Kom niet in de detectiezone als u niet wilt dat de achterklep opengaat. Als u onbedoeld in de detectiezone komt en de alarmknipperlichten en de zoemer in werking treden, verlaat dan de detectiezone met de Smart Key. De achterklep zal gesloten blijven.

OPMERKING
  • Als de openingshoogte van de elektrische achterklep handmatig wordt ingesteld en daarna in het infotainmentsysteem wordt gekozen voor User Height Setting (hoogte door de gebruiker ingesteld), dan gaat de elektrische achterklep automatisch open op de door de bestuurder ingestelde hoogte.

  • Als de openingshoogte van de elektrische achterklep niet is ingesteld en daarna in het infotainmentsysteem wordt gekozen voor User Height Setting (hoogte door de gebruiker ingesteld), dan gaat de elektrische achterklep volledig open.

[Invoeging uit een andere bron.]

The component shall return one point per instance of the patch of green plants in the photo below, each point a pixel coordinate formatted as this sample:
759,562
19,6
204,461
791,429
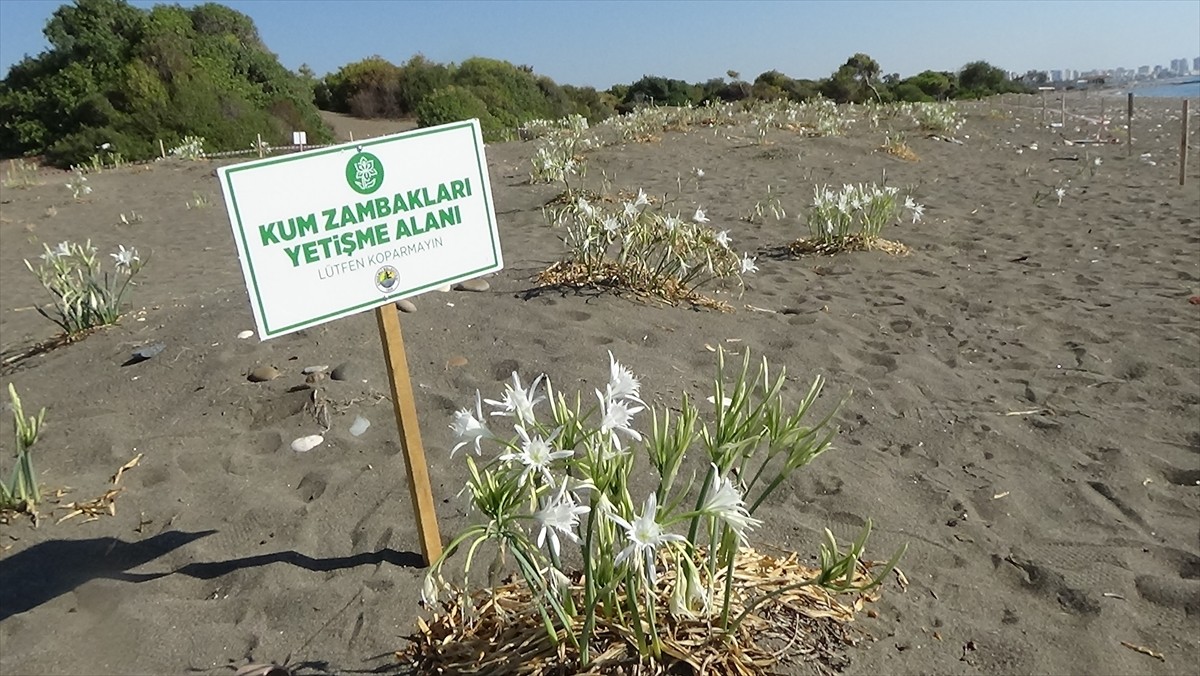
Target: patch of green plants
852,219
629,244
85,295
21,173
21,492
78,184
619,555
124,77
941,118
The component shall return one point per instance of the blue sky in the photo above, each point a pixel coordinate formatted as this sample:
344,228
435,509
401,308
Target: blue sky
601,43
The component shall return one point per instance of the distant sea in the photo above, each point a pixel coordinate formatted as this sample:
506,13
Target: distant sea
1182,89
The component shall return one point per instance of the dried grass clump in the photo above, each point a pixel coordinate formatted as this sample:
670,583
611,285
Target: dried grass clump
853,243
627,277
508,638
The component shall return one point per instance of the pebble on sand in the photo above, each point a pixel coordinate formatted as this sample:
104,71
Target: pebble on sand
343,371
475,285
304,444
359,426
149,351
263,374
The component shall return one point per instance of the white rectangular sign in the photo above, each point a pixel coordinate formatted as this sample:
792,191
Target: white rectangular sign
333,232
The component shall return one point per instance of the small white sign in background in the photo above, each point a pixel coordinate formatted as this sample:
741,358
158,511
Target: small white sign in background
333,232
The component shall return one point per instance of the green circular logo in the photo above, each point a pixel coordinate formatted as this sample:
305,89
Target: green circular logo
364,172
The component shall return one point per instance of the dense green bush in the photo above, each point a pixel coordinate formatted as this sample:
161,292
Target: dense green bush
453,103
129,77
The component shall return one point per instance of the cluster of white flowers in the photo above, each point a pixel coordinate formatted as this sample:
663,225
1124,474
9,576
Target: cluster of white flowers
545,468
856,210
84,295
942,118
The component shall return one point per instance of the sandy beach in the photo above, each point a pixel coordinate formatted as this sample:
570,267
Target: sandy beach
1025,410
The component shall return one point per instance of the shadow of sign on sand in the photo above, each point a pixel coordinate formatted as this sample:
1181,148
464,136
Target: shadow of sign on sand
49,569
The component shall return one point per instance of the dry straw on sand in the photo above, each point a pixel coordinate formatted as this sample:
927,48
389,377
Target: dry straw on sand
499,632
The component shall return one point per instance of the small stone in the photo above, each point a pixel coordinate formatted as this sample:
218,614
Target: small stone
342,371
263,374
304,444
359,426
149,351
475,285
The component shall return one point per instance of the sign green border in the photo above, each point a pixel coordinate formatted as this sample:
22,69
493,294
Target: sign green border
250,263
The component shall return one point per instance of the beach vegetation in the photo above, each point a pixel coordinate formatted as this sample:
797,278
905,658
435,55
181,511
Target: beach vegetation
85,294
606,546
21,173
851,219
120,77
21,491
633,244
898,147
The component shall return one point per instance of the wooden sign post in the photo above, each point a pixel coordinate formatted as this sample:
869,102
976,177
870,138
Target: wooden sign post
409,431
1183,144
359,227
1129,126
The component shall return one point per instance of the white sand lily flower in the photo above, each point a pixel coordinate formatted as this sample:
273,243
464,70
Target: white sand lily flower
559,516
725,503
125,257
918,210
537,455
622,382
618,416
646,536
517,401
586,208
689,597
468,428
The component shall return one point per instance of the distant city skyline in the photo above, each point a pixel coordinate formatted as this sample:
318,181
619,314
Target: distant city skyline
601,43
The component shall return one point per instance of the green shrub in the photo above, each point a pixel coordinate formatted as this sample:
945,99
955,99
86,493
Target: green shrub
453,103
129,77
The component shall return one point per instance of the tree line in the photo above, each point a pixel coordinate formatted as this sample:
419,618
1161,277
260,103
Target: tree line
119,78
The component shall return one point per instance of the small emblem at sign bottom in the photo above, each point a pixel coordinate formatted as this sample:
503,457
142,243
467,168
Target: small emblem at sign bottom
387,279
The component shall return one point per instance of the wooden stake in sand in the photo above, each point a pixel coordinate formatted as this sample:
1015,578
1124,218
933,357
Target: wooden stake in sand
1183,144
1129,126
409,431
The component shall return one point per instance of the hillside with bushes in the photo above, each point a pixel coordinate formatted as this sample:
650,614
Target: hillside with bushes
118,79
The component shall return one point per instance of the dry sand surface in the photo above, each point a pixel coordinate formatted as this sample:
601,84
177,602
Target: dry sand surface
1025,411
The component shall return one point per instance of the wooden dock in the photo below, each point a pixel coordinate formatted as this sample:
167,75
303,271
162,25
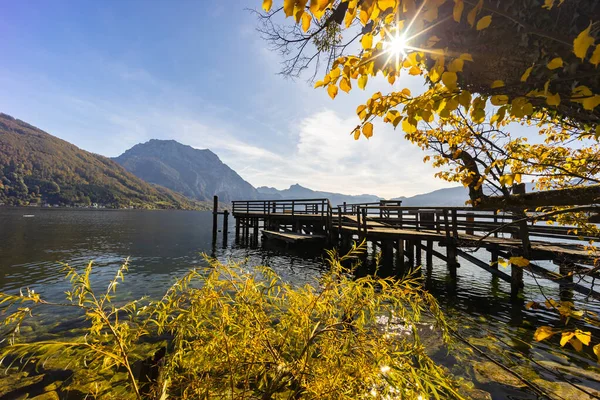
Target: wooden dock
294,238
404,233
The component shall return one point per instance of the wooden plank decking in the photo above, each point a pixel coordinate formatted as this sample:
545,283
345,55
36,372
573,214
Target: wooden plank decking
407,231
291,237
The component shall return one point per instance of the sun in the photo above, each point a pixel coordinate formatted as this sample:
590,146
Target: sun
396,45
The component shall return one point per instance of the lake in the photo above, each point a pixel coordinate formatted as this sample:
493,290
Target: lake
162,245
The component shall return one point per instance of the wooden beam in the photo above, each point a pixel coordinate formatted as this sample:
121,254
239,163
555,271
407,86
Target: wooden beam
482,264
547,198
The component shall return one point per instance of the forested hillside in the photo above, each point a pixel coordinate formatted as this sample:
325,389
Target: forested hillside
198,174
37,168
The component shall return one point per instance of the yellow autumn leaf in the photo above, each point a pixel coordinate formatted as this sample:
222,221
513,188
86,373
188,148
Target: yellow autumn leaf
360,111
464,98
518,178
459,6
472,15
306,20
526,74
456,65
582,43
288,7
595,59
334,73
566,336
484,22
519,261
543,332
553,99
267,4
449,79
414,70
597,351
345,85
364,17
555,63
499,100
362,81
368,130
584,337
408,127
367,41
385,4
591,102
576,343
332,90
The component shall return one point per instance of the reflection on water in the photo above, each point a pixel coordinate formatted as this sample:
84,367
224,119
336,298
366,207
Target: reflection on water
162,245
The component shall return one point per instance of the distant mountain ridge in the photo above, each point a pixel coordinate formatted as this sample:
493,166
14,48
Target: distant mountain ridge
300,192
197,174
38,168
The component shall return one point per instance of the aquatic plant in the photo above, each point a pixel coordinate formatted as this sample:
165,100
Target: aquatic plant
241,333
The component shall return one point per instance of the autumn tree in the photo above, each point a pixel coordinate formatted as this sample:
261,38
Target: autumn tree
492,70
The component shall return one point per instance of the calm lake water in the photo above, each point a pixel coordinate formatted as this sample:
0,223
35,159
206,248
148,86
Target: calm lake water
163,245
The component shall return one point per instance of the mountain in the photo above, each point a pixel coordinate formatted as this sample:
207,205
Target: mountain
450,197
198,174
300,192
38,168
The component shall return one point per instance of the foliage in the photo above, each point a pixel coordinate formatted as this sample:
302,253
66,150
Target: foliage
235,333
491,71
37,168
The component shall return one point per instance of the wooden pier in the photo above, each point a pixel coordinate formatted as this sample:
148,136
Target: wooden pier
404,233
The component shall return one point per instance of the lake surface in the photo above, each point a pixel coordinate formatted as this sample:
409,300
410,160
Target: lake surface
163,245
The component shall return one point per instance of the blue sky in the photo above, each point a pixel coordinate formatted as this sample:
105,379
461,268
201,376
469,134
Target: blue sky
105,75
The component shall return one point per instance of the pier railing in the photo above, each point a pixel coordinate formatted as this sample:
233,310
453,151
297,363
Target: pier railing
316,207
453,221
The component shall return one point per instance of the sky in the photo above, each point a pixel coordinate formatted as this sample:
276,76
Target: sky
106,75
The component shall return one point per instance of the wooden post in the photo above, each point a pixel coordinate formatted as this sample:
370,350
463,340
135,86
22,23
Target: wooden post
494,253
387,249
400,255
565,285
450,245
358,215
225,226
516,280
429,252
215,215
470,229
454,223
410,252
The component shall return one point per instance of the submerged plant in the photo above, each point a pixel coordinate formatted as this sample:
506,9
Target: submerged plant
237,333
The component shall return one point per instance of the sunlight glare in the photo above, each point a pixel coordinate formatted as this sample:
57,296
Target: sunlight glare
396,45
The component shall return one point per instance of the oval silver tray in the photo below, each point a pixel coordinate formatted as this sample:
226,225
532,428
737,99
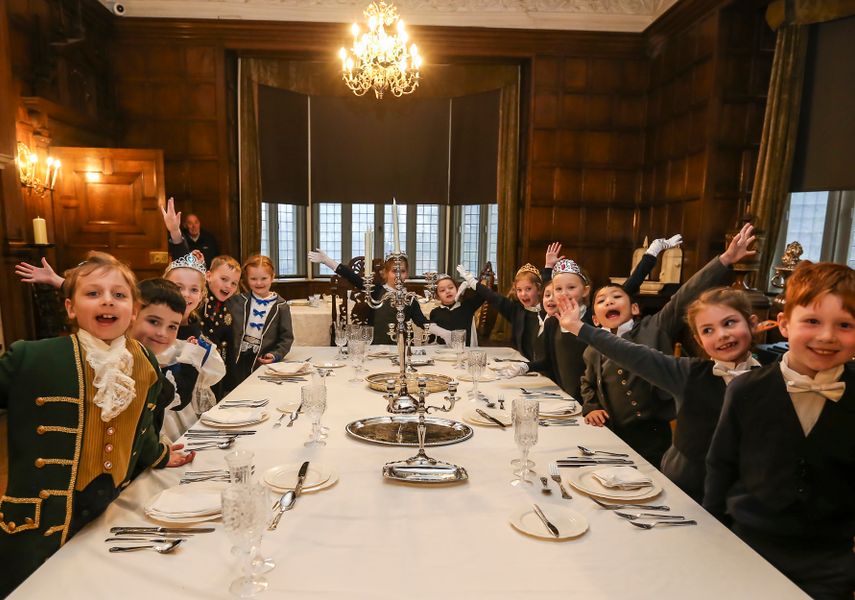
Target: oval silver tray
386,431
435,381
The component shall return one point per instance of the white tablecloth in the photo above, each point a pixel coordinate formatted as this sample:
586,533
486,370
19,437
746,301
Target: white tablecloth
369,538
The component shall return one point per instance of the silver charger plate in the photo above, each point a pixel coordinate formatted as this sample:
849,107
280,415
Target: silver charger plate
387,429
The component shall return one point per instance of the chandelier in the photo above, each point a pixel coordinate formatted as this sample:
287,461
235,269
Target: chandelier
380,59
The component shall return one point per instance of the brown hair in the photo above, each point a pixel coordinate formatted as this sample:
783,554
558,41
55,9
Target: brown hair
96,261
810,281
224,259
259,261
730,297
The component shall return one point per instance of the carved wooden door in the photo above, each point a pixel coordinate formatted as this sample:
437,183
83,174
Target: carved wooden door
109,199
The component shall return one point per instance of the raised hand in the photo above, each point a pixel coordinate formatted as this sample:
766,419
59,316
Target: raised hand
552,254
172,220
738,250
33,274
569,314
660,244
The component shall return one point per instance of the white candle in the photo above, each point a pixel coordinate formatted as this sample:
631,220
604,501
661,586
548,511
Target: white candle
397,237
39,231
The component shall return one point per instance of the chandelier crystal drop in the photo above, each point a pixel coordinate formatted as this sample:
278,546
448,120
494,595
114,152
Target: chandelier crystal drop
380,58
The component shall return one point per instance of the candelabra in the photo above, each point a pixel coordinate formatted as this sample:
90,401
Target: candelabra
421,468
399,299
30,174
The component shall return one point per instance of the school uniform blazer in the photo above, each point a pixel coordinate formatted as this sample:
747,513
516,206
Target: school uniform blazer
658,331
765,474
43,386
277,336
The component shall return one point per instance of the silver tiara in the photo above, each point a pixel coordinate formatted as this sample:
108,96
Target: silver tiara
188,261
565,265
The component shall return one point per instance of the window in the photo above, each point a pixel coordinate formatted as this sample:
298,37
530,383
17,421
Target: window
822,222
423,228
283,237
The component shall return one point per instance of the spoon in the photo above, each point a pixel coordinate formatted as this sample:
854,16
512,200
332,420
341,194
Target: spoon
286,503
221,445
159,548
588,452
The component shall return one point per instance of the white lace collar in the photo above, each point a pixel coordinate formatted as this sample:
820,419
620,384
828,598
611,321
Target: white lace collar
113,366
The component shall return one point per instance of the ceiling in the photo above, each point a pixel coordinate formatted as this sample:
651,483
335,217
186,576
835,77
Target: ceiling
587,15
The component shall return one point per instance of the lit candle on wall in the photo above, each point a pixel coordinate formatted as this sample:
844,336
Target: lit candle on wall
39,231
397,238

  • Als er een hoogte wordt gekozen (Full open (Volledig open)/Level 3 (Niveau 3)/Level 2 (Niveau 2)/Level 1 (Niveau 1) in het instellingenmenu op het scherm van het infotainmentsysteem en daarna gekozen wordt voor User Height Setting (hoogte door de gebruiker ingesteld) wordt de openingshoogte van de elektrische achterklep ingesteld op de eerder opgeslagen hoogte.

Noodontgrendeling achterklep

Werking

  • Steek de mechanische sleutel in de sleutelgat.

  • Draai de mechanische sleutel naar rechts (1).

  • Duw de achterklep omhoog.

WAARSCHUWING
  • Zorg ervoor dat u weet waar deze ontgrendelknop zich bevindt, zodat u zich in noodgevallen kunt bevrijden uit de bagageruimte als u daar per ongeluk opgesloten bent geraakt.

  • Vervoer nooit personen in de bagageruimte van de auto. De bagageruimte is een uiterst gevaarlijke locatie in geval van een aanrijding.

  • Gebruik de ontgrendelgreep alleen in noodgevallen. Wees hierbij uiterst voorzichtig, zeker als het voertuig rijdt.

  • Pak de steun van de achterklep (gasveer) niet vast, want dit kan tot ernstig letsel leiden.